I'll explain all that I did, and try to link to other issues in a hope to consolidate some information. See the questions at the bottom.
Apologies in advance for the length.
What I've tried
For each example, cleared cache between runs using:
(await window.caches.keys()).forEach(async k => k.includes("webllm") && await window.caches.delete(k))1) Basic usage
Following the example outlined in the docs.
Code
const modelName = "Phi-3.5-vision-instruct-q4f16_1-MLC";
const engine = new MLCEngine({
initProgressCallback: (p) => {
console.log(p);
}
});
await engine.reload(modelName);The cache will populate fine, but then the following error occurs.
Error
ValueError: Cannot find parameter in cache: vision_embed_tokens.img_processor.vision_model.embeddings.position_embedding.q_weight
01b7e676:0x160422 [FATAL] /Users/cfruan/Documents/tvm/web/../src/runtime/relax_vm/ndarray_cache_support.cc:333: ValueError: Cannot find parameter in cache: vision_embed_tokens.img_processor.vision_model.embeddings.position_embedding.q_weight
overrideMethod @ hook.js:608
put_char @ @mlc-ai_web-llm.js?v=0336b5a7:4635
write @ @mlc-ai_web-llm.js?v=0336b5a7:4604
write @ @mlc-ai_web-llm.js?v=0336b5a7:5723
doWritev @ @mlc-ai_web-llm.js?v=0336b5a7:6275
_fd_write @ @mlc-ai_web-llm.js?v=0336b5a7:6287
$func1677 @ 01b7e676:0x160422
$func1684 @ 01b7e676:0x16099f
$func1685 @ 01b7e676:0x160a4c
$func1911 @ 01b7e676:0x16de87
$func1781 @ 01b7e676:0x16a360
$func1798 @ 01b7e676:0x16aca1
$func1799 @ 01b7e676:0x16acf3
$_ZN3tvm7runtime6detail12LogFatalImplERKNSt3__212basic_stringIcNS2_11char_traitsIcEENS2_9allocatorIcEEEEiSA_ @ 01b7e676:0x20a86
$func20 @ 01b7e676:0x204bd
$func459 @ 01b7e676:0x6964b
$func458 @ 01b7e676:0x69269
$func1208 @ 01b7e676:0xe3df7
$TVMFuncCall @ 01b7e676:0x271f6
packedFunc @ @mlc-ai_web-llm.js?v=0336b5a7:8528
getParamsFromCacheByName @ @mlc-ai_web-llm.js?v=0336b5a7:7618
LLMChatPipeline @ @mlc-ai_web-llm.js?v=0336b5a7:13990
(anonymous) @ @mlc-ai_web-llm.js?v=0336b5a7:20167
fulfilled @ @mlc-ai_web-llm.js?v=0336b5a7:2240
index.tsx:98 ExitStatus {name: 'ExitStatus', message: 'Program terminated with exit(1)', status: 1}
overrideMethod @ hook.js:608
#init_model @ index.tsx:9
See also #640 for this same error.
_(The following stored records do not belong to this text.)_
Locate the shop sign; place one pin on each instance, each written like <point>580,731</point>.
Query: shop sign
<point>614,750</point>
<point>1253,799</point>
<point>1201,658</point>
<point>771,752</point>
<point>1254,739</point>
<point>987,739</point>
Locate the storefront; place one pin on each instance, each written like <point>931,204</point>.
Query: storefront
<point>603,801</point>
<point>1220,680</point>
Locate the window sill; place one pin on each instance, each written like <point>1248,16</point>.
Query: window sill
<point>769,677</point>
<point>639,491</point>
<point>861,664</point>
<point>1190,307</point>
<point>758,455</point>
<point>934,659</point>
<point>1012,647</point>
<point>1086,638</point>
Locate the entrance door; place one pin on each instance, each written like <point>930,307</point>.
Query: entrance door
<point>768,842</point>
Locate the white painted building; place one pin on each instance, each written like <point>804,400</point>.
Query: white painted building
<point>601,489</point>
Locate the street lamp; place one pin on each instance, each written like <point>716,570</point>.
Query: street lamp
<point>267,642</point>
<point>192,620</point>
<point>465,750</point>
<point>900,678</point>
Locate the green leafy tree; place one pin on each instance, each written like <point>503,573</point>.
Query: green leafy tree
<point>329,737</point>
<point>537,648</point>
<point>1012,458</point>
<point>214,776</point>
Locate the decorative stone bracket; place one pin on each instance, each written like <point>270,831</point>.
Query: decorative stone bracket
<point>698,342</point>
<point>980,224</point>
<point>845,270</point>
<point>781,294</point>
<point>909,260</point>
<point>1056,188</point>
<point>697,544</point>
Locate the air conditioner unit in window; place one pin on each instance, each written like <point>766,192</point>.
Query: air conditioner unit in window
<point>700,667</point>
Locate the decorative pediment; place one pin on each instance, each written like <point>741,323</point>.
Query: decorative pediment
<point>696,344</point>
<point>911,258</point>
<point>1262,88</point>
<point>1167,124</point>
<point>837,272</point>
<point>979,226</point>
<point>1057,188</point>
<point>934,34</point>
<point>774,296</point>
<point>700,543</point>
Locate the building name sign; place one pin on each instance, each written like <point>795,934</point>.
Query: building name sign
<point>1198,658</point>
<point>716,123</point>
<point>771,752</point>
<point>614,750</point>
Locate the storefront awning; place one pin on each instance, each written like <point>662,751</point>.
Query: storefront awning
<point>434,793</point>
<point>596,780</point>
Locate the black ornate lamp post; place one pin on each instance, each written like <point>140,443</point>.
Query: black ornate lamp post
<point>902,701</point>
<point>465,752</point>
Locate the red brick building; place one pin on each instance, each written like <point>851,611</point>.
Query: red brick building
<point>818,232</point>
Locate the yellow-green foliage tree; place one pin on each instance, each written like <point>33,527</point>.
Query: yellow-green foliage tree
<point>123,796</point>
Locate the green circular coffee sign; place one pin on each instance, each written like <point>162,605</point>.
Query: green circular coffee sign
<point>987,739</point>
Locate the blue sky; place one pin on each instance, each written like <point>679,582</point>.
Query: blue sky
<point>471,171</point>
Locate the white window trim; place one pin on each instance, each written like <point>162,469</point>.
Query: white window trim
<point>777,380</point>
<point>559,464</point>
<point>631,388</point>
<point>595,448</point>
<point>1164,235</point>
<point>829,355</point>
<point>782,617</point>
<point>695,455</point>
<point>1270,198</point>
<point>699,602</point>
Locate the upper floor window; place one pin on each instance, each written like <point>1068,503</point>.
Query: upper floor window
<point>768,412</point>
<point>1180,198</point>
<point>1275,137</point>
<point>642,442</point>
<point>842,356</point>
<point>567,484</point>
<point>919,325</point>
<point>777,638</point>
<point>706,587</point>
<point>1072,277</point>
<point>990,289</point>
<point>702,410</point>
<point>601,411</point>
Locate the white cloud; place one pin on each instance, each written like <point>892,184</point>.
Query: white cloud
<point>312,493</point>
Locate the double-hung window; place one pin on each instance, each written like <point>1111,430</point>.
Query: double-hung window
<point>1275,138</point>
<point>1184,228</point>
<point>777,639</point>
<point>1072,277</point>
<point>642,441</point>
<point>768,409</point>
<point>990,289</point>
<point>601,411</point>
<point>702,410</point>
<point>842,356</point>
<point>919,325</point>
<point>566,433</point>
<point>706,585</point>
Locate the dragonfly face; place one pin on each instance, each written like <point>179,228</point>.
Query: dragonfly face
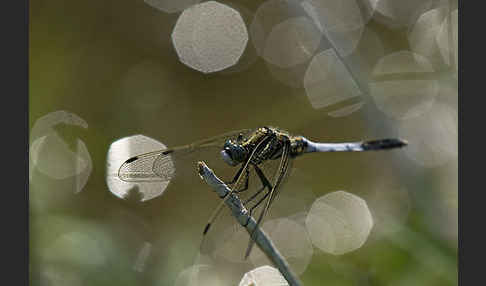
<point>233,153</point>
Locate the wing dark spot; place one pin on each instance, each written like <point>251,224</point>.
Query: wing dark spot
<point>206,228</point>
<point>131,159</point>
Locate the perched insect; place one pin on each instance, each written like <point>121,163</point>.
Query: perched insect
<point>265,152</point>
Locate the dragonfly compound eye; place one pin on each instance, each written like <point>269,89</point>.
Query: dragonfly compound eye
<point>233,153</point>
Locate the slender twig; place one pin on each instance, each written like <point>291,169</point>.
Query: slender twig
<point>242,216</point>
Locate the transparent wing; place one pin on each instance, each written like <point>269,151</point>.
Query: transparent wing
<point>279,178</point>
<point>161,165</point>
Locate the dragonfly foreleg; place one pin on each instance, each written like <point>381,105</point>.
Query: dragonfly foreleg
<point>235,177</point>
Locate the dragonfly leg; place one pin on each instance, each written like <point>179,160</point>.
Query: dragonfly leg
<point>247,178</point>
<point>266,184</point>
<point>235,177</point>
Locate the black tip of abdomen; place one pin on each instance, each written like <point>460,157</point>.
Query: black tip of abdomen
<point>384,144</point>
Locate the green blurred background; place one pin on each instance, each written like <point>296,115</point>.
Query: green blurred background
<point>112,64</point>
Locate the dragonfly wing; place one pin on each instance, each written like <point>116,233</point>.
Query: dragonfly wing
<point>279,179</point>
<point>160,166</point>
<point>141,168</point>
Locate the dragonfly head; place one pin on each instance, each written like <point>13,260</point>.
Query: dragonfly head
<point>233,153</point>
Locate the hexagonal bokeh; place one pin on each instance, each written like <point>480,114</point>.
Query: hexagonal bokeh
<point>263,276</point>
<point>422,36</point>
<point>210,37</point>
<point>291,240</point>
<point>327,81</point>
<point>397,13</point>
<point>283,34</point>
<point>54,154</point>
<point>446,39</point>
<point>341,22</point>
<point>171,6</point>
<point>339,222</point>
<point>432,137</point>
<point>403,85</point>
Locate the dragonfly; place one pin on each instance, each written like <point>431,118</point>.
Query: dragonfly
<point>262,158</point>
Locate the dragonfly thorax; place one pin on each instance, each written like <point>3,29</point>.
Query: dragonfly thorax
<point>233,153</point>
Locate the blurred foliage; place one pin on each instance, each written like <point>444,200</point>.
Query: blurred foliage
<point>82,56</point>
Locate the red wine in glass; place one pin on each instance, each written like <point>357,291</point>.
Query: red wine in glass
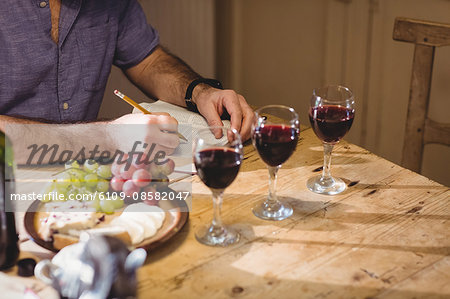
<point>274,135</point>
<point>275,143</point>
<point>217,167</point>
<point>331,122</point>
<point>331,115</point>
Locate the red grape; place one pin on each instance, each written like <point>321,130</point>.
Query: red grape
<point>129,188</point>
<point>115,169</point>
<point>141,178</point>
<point>117,183</point>
<point>126,171</point>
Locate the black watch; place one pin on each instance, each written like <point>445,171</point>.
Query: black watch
<point>188,98</point>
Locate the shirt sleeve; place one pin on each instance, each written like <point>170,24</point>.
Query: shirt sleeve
<point>136,38</point>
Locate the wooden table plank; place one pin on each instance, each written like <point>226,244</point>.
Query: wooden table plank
<point>386,236</point>
<point>332,246</point>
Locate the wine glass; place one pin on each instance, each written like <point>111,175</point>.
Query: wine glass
<point>331,115</point>
<point>275,136</point>
<point>217,166</point>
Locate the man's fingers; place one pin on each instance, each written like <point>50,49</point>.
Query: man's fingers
<point>248,118</point>
<point>212,117</point>
<point>231,103</point>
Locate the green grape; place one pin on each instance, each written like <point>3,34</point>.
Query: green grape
<point>63,181</point>
<point>91,180</point>
<point>76,182</point>
<point>76,173</point>
<point>90,165</point>
<point>107,206</point>
<point>118,203</point>
<point>102,185</point>
<point>95,204</point>
<point>72,164</point>
<point>49,187</point>
<point>104,171</point>
<point>70,194</point>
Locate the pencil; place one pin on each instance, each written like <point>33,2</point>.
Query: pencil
<point>136,105</point>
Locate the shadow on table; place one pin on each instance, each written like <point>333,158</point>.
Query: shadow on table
<point>231,272</point>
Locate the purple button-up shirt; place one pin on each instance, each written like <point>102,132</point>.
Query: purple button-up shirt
<point>65,82</point>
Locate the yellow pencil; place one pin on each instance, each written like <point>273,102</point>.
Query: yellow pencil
<point>136,105</point>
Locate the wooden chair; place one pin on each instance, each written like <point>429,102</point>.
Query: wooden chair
<point>421,130</point>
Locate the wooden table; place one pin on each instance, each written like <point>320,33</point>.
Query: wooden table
<point>386,236</point>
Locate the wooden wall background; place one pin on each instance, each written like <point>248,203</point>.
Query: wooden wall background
<point>278,51</point>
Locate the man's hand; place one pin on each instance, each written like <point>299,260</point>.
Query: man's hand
<point>159,129</point>
<point>211,103</point>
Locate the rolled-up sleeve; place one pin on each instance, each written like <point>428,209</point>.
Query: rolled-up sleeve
<point>136,38</point>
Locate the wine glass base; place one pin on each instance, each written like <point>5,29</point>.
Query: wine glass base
<point>317,186</point>
<point>279,211</point>
<point>211,236</point>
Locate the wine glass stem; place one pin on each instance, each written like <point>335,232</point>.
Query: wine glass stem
<point>326,172</point>
<point>217,206</point>
<point>273,170</point>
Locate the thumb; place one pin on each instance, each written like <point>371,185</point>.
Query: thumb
<point>213,119</point>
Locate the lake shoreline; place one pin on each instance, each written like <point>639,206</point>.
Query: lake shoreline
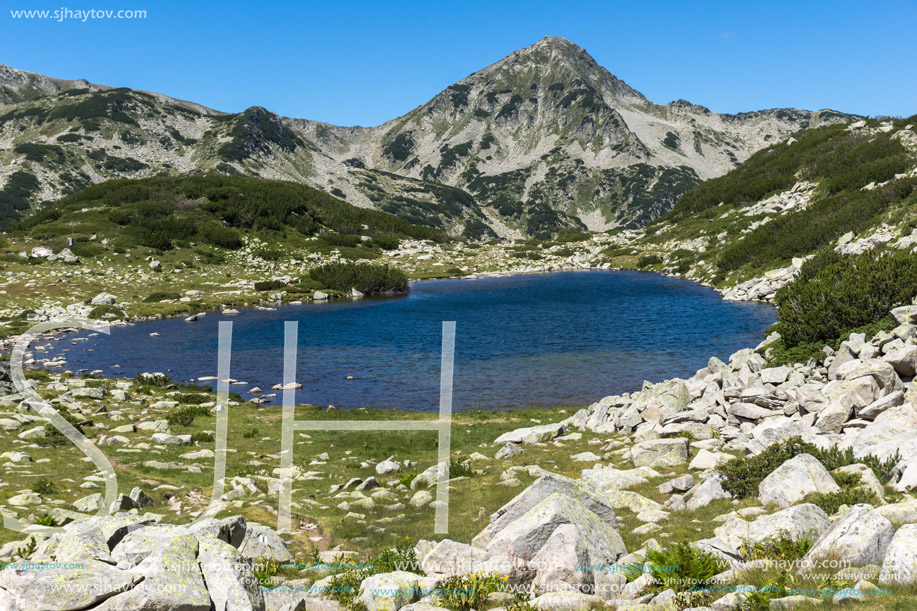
<point>550,330</point>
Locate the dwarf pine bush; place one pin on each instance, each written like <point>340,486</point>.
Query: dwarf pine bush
<point>835,294</point>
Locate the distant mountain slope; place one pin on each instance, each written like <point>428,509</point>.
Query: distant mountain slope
<point>848,187</point>
<point>167,212</point>
<point>541,141</point>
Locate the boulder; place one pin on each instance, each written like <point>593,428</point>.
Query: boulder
<point>899,514</point>
<point>610,479</point>
<point>903,360</point>
<point>860,537</point>
<point>389,591</point>
<point>706,459</point>
<point>262,541</point>
<point>450,558</point>
<point>900,558</point>
<point>794,480</point>
<point>805,521</point>
<point>660,453</point>
<point>567,601</point>
<point>560,562</point>
<point>172,579</point>
<point>528,534</point>
<point>104,298</point>
<point>532,435</point>
<point>588,495</point>
<point>65,589</point>
<point>704,493</point>
<point>230,581</point>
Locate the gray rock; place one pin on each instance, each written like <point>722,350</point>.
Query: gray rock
<point>104,298</point>
<point>858,538</point>
<point>900,558</point>
<point>230,582</point>
<point>660,453</point>
<point>531,435</point>
<point>704,493</point>
<point>387,466</point>
<point>389,591</point>
<point>805,521</point>
<point>88,393</point>
<point>679,484</point>
<point>139,499</point>
<point>449,558</point>
<point>904,361</point>
<point>171,440</point>
<point>588,495</point>
<point>262,541</point>
<point>526,535</point>
<point>65,589</point>
<point>172,579</point>
<point>794,479</point>
<point>508,451</point>
<point>567,601</point>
The error also occurs on the https://chat.webllm.ai/ site
2) Updating model_lib
The next attempt was to modify the model_lib, by pointing to v0_2_80 instead of v0_2_48 like in the config.
Code
const modelName = "Phi-3.5-vision-instruct-q4f16_1-MLC";
const engine = new MLCEngine({
appConfig: {
model_list: [{
model: "https://huggingface.co/mlc-ai/Phi-3.5-vision-instruct-q4f16_1-MLC",
model_id: modelName,
model_type: ModelType.VLM,
model_lib: "https://raw.githubusercontent.com/mlc-ai/binary-mlc-llm-libs/refs/heads/main/web-llm-models/v0_2_80/Phi-3.5-vision-instruct-q4f16_1-ctx4k_cs2k-webgpu.wasm",
}, ],
},
initProgressCallback: (p) => {
console.log(p);
},
});
await engine.reload(modelName);Error
This error seems to be an issue with the wasm file itself:
LinkError: WebAssembly.instantiate(): Import #2 "env" "TVMFFIWasmSafeCall": function import requires a callableSee also #700 for this same error
3) Using Gemma-3
I also tried to use Gemma-3.
Code
const modelName = "gemma-3-1b-it-q4f16_1-MLC";
const engine = new MLCEngine({
appConfig: {
model_list: [{
model: "https://huggingface.co/mlc-ai/gemma-3-1b-it-q4f16_1-MLC",
model_id: modelName,
model_type: ModelType.VLM,
model_lib: "https://raw.githubusercontent.com/mlc-ai/binary-mlc-llm-libs/refs/heads/main/web-llm-models/v0_2_80/gemma3-1b-it-q4f16_1-ctx4k_cs1k-webgpu.wasm",
}, ],
},
initProgressCallback: (p) => {
console.log(p);
},
});
await engine.reload(modelName);Error
This is the same error as above
LinkError: WebAssembly.instantiate(): Import #2 "env" "TVMFFIWasmSafeCall": function import requires a callable4) Compile models
Per the comment in 700, I had to compile the models, which involved building tvm and mlc-llm from source.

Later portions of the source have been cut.